Wednesday, September 11, 2013

Recalling 9/11 Twelve Years Later and How We’ve Changed


Recalling 9/11 Twelve Years Later and How We’ve Changed



Despite our collective commitment to remember, commemorate, and keep fresh the events of that day, with each passing year the recollections of the attacks and aftermath, the raw feelings of shock, fear, terror and intentions to refuse to allow criminals to cause us to change our way of life, we have allowed our government to infiltrate our lives with the argument that giving up this small freedom will keep us safe.

In allowing the government responses to the 9/11 attacks to erode our civil liberties, we have let the terrorists win. That is something we as a people swore, in the days immediately following, to forswear. We Americans are resilient; but many bought into the safety argument.

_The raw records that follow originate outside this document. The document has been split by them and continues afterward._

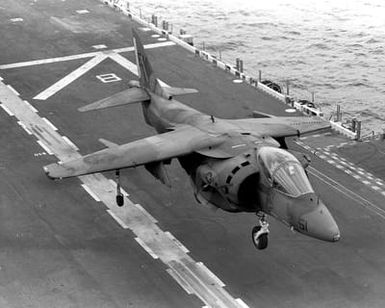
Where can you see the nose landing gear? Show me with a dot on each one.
(119, 195)
(260, 233)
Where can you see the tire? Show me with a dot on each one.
(119, 200)
(260, 242)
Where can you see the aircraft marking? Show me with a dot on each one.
(133, 217)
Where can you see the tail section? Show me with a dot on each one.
(145, 73)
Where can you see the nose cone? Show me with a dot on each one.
(321, 224)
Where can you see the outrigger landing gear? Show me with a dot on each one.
(259, 233)
(119, 195)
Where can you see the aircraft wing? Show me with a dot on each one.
(283, 126)
(182, 141)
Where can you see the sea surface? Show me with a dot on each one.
(334, 48)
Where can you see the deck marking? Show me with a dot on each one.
(30, 106)
(13, 90)
(181, 246)
(118, 220)
(146, 248)
(172, 256)
(347, 192)
(62, 83)
(50, 124)
(45, 148)
(90, 192)
(96, 58)
(70, 143)
(107, 78)
(82, 12)
(101, 46)
(24, 127)
(7, 110)
(80, 56)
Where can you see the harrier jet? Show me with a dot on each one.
(238, 165)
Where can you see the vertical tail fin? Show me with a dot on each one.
(145, 73)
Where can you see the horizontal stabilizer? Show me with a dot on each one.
(108, 144)
(129, 96)
(171, 91)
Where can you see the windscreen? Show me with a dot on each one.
(284, 170)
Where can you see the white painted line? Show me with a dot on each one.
(81, 12)
(99, 46)
(146, 248)
(13, 90)
(149, 216)
(7, 110)
(62, 83)
(70, 143)
(90, 192)
(16, 19)
(210, 274)
(30, 106)
(126, 194)
(179, 244)
(125, 63)
(45, 148)
(81, 56)
(118, 220)
(241, 303)
(180, 281)
(49, 124)
(24, 127)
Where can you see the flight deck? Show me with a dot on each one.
(67, 244)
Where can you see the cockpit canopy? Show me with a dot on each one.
(284, 170)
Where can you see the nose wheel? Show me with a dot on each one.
(119, 195)
(260, 233)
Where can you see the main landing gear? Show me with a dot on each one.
(259, 233)
(119, 195)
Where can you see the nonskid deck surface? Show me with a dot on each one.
(67, 244)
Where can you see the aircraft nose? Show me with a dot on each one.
(321, 224)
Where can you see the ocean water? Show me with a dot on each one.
(334, 48)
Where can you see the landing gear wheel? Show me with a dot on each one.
(120, 200)
(119, 195)
(260, 240)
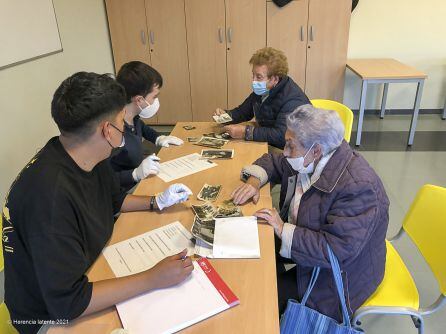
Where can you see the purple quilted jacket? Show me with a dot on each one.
(347, 208)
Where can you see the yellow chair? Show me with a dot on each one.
(5, 321)
(344, 112)
(425, 224)
(2, 260)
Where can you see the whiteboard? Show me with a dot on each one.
(28, 30)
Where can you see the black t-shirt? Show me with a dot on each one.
(131, 155)
(57, 219)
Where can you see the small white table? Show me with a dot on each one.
(387, 71)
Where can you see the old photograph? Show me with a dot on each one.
(205, 211)
(223, 118)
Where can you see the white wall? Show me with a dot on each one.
(26, 90)
(412, 31)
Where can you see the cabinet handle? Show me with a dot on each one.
(220, 35)
(230, 35)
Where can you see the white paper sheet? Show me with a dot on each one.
(236, 237)
(142, 252)
(183, 166)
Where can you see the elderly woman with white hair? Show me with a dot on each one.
(329, 195)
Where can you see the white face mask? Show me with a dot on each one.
(298, 164)
(150, 110)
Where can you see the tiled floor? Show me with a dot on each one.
(403, 173)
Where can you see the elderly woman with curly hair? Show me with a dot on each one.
(329, 195)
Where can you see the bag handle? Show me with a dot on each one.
(338, 282)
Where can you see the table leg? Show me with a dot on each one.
(416, 109)
(383, 103)
(444, 111)
(361, 111)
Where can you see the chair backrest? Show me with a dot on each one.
(425, 223)
(343, 111)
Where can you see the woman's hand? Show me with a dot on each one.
(272, 217)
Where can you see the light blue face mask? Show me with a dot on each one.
(259, 87)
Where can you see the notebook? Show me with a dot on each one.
(201, 296)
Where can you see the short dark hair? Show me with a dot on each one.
(84, 99)
(138, 78)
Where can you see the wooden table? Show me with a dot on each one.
(386, 71)
(252, 280)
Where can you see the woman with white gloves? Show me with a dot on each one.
(142, 85)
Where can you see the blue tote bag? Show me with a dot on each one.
(300, 319)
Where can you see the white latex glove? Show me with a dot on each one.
(165, 141)
(148, 166)
(176, 193)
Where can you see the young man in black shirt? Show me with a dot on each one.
(59, 213)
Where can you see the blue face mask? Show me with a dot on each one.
(259, 87)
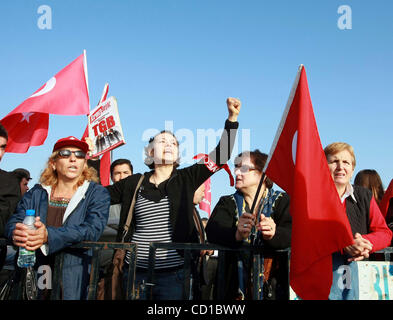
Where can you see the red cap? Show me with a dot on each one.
(71, 142)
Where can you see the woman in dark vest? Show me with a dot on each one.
(233, 224)
(369, 229)
(164, 206)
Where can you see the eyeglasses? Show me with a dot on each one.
(65, 153)
(244, 169)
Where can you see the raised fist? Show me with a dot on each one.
(234, 106)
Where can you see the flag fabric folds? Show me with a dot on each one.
(385, 201)
(298, 165)
(64, 94)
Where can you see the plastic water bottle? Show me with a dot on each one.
(26, 258)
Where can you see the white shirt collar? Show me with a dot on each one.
(348, 193)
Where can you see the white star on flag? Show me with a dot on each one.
(26, 116)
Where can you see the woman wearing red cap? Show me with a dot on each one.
(70, 207)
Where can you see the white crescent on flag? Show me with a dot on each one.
(49, 85)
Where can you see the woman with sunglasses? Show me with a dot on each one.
(233, 224)
(164, 205)
(70, 207)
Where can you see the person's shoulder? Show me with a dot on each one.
(7, 177)
(226, 200)
(361, 192)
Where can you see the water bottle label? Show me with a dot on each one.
(25, 252)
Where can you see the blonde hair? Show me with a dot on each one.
(336, 147)
(49, 175)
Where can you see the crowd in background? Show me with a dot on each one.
(160, 205)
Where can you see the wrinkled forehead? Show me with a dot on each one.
(244, 160)
(166, 136)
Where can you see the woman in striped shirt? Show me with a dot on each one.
(164, 205)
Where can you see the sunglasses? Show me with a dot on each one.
(65, 153)
(244, 169)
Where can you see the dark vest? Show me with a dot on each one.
(359, 212)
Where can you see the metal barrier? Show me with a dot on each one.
(187, 249)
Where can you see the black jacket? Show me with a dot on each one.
(9, 197)
(221, 229)
(180, 188)
(222, 225)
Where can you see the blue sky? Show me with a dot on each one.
(178, 60)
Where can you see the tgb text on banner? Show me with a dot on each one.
(104, 127)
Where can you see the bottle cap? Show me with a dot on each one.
(30, 212)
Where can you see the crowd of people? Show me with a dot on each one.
(160, 205)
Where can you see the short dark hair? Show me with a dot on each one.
(149, 160)
(119, 162)
(259, 159)
(3, 132)
(370, 179)
(22, 173)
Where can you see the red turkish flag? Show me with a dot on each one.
(385, 201)
(205, 204)
(298, 165)
(65, 94)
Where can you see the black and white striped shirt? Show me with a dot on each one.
(153, 225)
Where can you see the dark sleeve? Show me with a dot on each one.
(19, 214)
(9, 198)
(283, 220)
(200, 172)
(116, 190)
(95, 164)
(222, 224)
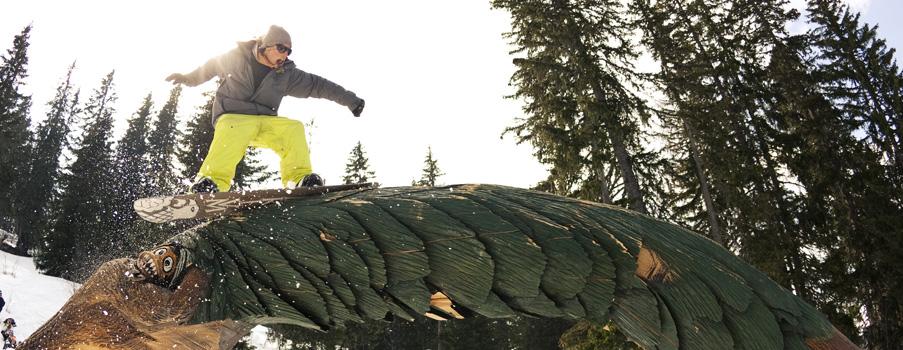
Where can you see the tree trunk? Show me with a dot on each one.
(714, 226)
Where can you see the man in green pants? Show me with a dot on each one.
(256, 76)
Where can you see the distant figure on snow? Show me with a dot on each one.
(256, 76)
(9, 338)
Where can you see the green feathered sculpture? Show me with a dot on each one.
(458, 251)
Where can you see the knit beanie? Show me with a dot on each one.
(276, 35)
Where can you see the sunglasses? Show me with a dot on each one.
(284, 49)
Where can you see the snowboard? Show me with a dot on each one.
(207, 205)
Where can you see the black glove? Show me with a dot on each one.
(357, 110)
(177, 78)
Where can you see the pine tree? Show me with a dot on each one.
(860, 77)
(197, 137)
(83, 233)
(357, 170)
(583, 115)
(132, 155)
(14, 121)
(133, 181)
(41, 189)
(162, 141)
(862, 74)
(431, 171)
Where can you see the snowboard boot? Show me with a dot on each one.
(203, 185)
(311, 180)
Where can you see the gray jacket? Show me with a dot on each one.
(237, 93)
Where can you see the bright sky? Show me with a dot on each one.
(432, 73)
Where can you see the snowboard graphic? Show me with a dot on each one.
(204, 205)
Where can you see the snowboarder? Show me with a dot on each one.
(9, 339)
(256, 76)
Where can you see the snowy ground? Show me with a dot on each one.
(32, 298)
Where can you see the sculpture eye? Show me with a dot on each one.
(167, 264)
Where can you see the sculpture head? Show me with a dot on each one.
(162, 265)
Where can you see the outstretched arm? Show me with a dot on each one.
(305, 85)
(200, 75)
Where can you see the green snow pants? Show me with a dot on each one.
(233, 134)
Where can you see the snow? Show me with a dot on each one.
(33, 298)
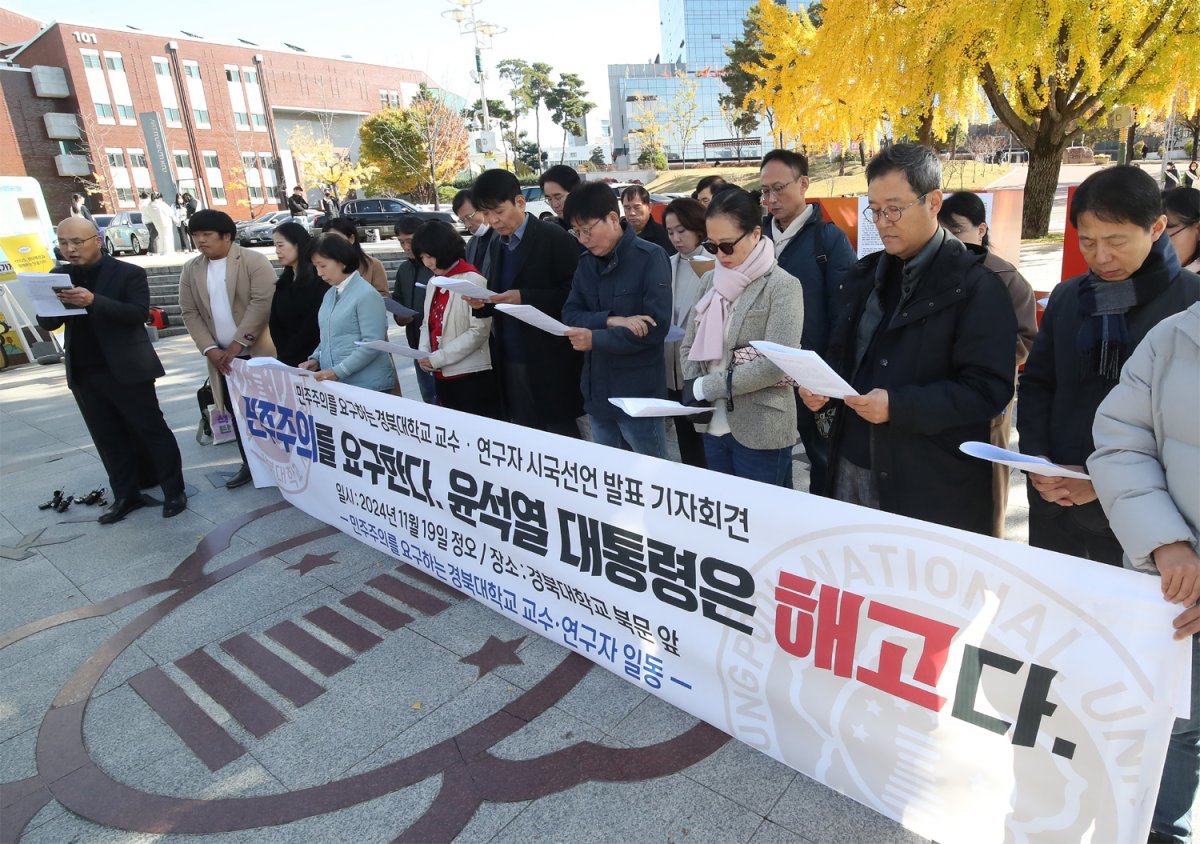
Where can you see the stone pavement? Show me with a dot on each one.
(247, 672)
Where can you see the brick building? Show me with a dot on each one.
(117, 111)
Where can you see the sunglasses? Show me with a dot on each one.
(724, 249)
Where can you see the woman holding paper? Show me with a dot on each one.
(351, 311)
(745, 298)
(460, 357)
(298, 297)
(684, 221)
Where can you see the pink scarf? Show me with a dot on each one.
(714, 306)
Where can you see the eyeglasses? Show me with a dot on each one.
(76, 243)
(778, 187)
(725, 249)
(892, 213)
(585, 233)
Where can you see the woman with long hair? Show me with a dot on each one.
(747, 297)
(369, 268)
(684, 221)
(298, 295)
(351, 311)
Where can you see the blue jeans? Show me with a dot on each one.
(643, 436)
(729, 456)
(426, 383)
(1181, 773)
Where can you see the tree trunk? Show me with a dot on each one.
(1045, 160)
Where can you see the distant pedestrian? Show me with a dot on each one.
(329, 205)
(298, 205)
(1170, 177)
(79, 207)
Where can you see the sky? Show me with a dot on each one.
(409, 34)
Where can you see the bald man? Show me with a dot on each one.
(112, 367)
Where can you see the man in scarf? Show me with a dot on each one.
(929, 342)
(1091, 325)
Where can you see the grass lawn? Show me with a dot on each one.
(959, 175)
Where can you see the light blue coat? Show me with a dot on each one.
(355, 313)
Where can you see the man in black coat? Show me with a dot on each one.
(528, 263)
(635, 202)
(819, 253)
(1091, 325)
(929, 343)
(112, 367)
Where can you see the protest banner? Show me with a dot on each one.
(970, 688)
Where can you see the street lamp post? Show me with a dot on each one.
(463, 13)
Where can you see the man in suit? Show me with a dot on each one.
(528, 263)
(112, 367)
(225, 295)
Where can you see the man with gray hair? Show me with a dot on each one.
(929, 343)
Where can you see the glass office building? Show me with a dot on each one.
(694, 36)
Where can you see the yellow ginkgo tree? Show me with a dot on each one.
(1049, 70)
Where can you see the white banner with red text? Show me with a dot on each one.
(970, 688)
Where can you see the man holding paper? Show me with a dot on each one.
(112, 367)
(529, 262)
(619, 309)
(1091, 325)
(929, 342)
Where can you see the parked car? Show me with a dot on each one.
(382, 213)
(126, 233)
(259, 231)
(535, 202)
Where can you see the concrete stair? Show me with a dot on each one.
(165, 287)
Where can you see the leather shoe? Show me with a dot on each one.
(173, 506)
(120, 508)
(239, 479)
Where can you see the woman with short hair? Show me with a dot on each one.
(351, 311)
(457, 340)
(747, 297)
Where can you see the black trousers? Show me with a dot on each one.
(125, 420)
(816, 447)
(475, 393)
(1081, 531)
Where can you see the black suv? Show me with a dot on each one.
(382, 214)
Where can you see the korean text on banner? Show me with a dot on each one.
(970, 688)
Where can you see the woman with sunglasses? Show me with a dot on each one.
(747, 297)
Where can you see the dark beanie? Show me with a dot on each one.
(211, 221)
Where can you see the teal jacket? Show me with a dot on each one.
(357, 313)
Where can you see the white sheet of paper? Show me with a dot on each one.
(274, 364)
(528, 313)
(394, 348)
(642, 408)
(40, 289)
(465, 288)
(397, 309)
(807, 369)
(1020, 461)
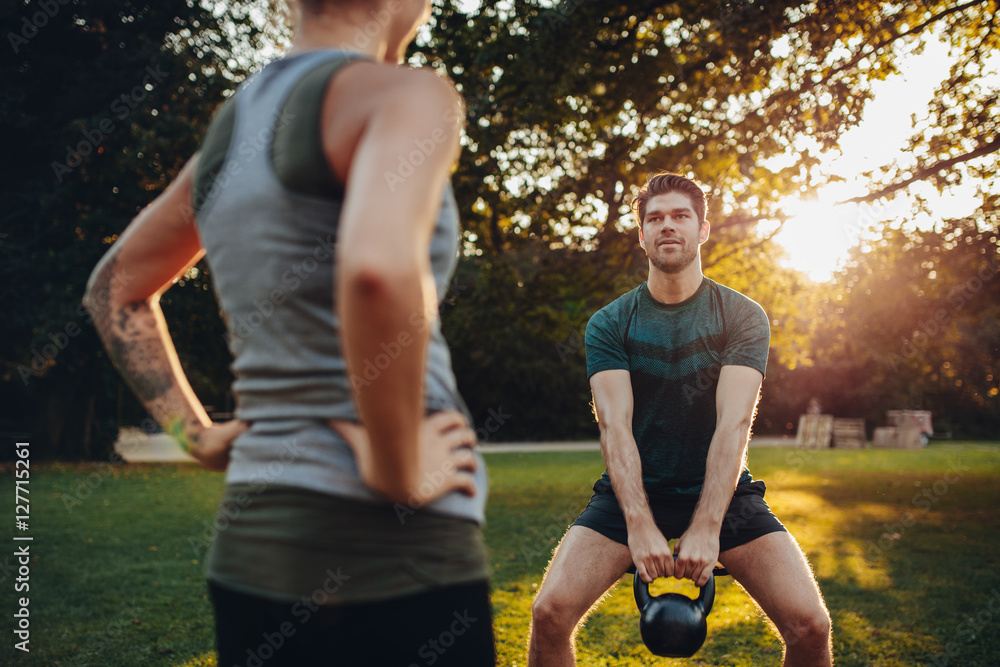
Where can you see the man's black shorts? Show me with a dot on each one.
(748, 516)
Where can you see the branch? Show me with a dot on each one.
(927, 172)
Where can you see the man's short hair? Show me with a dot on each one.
(661, 184)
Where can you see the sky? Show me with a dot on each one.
(820, 234)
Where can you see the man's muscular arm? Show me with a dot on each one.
(736, 401)
(613, 402)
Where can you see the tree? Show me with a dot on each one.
(103, 102)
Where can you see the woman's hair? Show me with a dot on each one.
(664, 182)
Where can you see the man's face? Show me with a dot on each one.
(671, 233)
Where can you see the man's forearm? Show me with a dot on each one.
(726, 454)
(621, 457)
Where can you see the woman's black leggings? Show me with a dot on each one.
(447, 627)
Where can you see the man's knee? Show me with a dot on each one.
(552, 616)
(810, 627)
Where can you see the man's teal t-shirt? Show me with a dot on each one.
(674, 354)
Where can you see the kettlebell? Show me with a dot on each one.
(673, 625)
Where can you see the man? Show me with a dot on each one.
(675, 368)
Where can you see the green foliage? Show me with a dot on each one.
(913, 324)
(104, 102)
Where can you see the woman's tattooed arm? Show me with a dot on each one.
(135, 336)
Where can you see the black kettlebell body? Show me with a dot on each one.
(673, 625)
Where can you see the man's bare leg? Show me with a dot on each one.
(774, 571)
(586, 564)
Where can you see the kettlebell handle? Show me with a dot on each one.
(705, 600)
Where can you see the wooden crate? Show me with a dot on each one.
(849, 433)
(897, 438)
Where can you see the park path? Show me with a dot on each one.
(137, 447)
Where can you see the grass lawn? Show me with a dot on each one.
(903, 544)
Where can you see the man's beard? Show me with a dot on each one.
(674, 262)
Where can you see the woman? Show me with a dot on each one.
(354, 497)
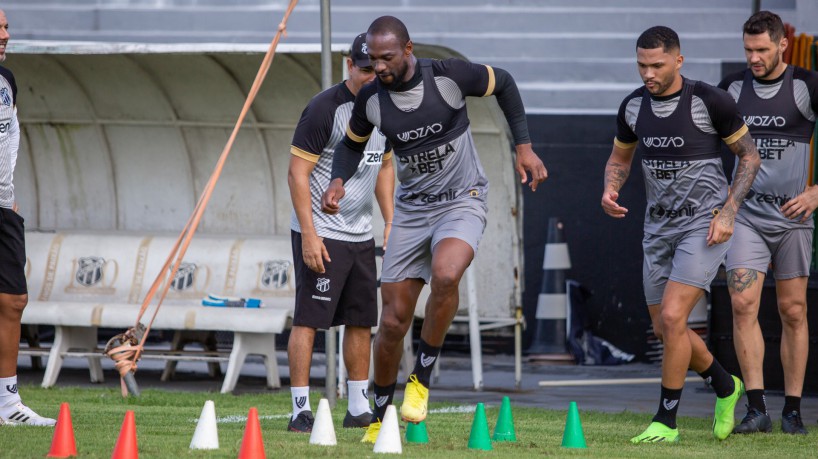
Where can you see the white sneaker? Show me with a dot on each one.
(19, 414)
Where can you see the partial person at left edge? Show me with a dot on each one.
(13, 288)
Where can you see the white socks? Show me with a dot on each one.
(358, 398)
(301, 399)
(8, 391)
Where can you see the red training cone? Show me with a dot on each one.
(63, 443)
(125, 447)
(252, 446)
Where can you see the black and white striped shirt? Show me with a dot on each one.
(321, 128)
(9, 136)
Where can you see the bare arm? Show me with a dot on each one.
(721, 228)
(385, 194)
(617, 171)
(312, 247)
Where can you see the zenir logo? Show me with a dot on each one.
(658, 211)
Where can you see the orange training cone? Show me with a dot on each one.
(63, 443)
(125, 447)
(252, 446)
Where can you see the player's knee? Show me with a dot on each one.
(793, 313)
(12, 306)
(393, 326)
(445, 280)
(657, 332)
(673, 321)
(744, 306)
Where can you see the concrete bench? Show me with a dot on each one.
(81, 282)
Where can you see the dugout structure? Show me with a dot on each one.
(123, 137)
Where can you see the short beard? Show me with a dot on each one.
(773, 66)
(398, 80)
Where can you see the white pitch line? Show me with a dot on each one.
(235, 419)
(608, 382)
(454, 409)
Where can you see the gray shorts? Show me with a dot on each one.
(414, 234)
(681, 257)
(790, 251)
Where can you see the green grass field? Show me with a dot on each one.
(165, 422)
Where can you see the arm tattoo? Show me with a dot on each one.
(739, 280)
(616, 174)
(748, 165)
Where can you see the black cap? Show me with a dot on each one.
(358, 52)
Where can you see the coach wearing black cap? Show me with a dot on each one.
(334, 255)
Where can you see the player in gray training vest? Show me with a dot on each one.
(13, 288)
(440, 209)
(677, 125)
(779, 103)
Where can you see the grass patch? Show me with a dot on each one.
(165, 422)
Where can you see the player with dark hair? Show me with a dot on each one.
(13, 287)
(677, 125)
(336, 280)
(441, 204)
(779, 103)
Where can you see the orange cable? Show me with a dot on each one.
(126, 355)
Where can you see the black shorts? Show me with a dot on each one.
(345, 294)
(12, 253)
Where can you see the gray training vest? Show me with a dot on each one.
(436, 158)
(684, 179)
(782, 135)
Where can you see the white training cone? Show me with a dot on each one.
(206, 436)
(323, 432)
(389, 437)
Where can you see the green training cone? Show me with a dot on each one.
(504, 429)
(416, 433)
(573, 436)
(479, 438)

I offer my favorite quote from Thomas Jefferson:

"Any people that would give up liberty for a little temporary safety deserves neither liberty nor safety. ...”

The government monitors our telephone calls, emails and text messages in the name of safety. NSA satellites can spy on any of us at any time as illustrated by coworkers watching one another for grins. We are forced to limit our liquids on airplanes in the interest of safety. We subject ourselves to long lines at airports, whole body scans, have to hand over to security personnel our bottles of perfume or shampoo, allow dogs to sniff our luggage at airports or rail stations, submit to searches of our bags at events on the National Mall or at any large event.

Yes, I remember where I was when I found out about the first plane hitting the World Trade Center. I was at work in Columbia, Maryland on the road that circles the Columbia Mall. A coworker was on the phone to a friend with the White House secret service who reported the event.   We ran to the conference room where the office had a television that was tuned only to CBS.  We watched in amazement when the 2nd plane hit and stayed glued to the news as the horror unfolded.  The attack at the Pentagon caused panic. Everything around us closed.

Everybody was numb. We vowed to remember, to feel, to stay true to our American ideals.  But many succumbed to fear and conceded it was okay to give up a civil liberty here and there for safety.  But that is a slippery slope. I am not willing to forgo any civil liberties for a false sense of security. There is no such thing as absolute safety.

Life involves risk. Most free people are willing to tolerate risk to retain civil liberties. I know I am.